Tags Math

This is a brief article on affine mappings and their relation to linear mappings, with some applications.

Linear vs. Affine

To start discussing affine mappings, we have to first address a common confusion around what it means for a function to be linear.

According to Wikipedia the term linear function can refer to two distinct concepts, based on the context:

  1. In Calculus, a linear function is a polynomial function of degree zero or one; in other words, a function of the form f(x)=ax+b for some constants a and b.
  2. In Linear Algebra, a linear function is a linear mapping, or linear transformation.
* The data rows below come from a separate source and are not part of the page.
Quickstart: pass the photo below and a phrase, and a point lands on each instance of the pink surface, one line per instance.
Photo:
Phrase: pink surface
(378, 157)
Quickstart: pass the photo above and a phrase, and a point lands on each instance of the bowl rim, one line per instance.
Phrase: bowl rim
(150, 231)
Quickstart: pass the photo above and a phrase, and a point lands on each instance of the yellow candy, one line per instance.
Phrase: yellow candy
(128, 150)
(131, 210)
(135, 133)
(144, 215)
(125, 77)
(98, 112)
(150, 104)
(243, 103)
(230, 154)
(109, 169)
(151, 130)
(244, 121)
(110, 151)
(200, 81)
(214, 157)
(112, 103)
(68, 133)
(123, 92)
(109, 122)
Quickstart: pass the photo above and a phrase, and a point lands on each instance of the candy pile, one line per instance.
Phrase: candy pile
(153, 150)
In this article we're going to be using (2) as the definition of linear, and it will soon become obvious why (1) is confusing when talking about transformations. To avoid some of the jumble going forward, I'm goine to be using the term mapping instead of function, but in linear algebra the two are interchangeable (transformation is another synonym, which I'm going to be making less effort to avoid since it's not as overloaded [1]).

Linear transformations

Since we're talking about linear algebra, let's use the domain of vector spaces for the definitions. A transformation (or mapping) f is linear when for any two vectors \vec{v} and \vec{w} (assuming the vectors are in the same vector space, say \mathbb{R}^2):

  • f(\vec{v}+\vec{w})=f(\vec{v})+f(\vec{w})
  • f(k\vec{v})=kf(\vec{v}) for some scalar k

For example, the mapping f(\vec{v})=\langle 3v_1-4v_2,v_2 \rangle - where v_1 and v_2 are the components of \vec{v} - is linear. The mapping g(\vec{v})=\langle v_2,2v_{1}v_{2} \rangle is not linear.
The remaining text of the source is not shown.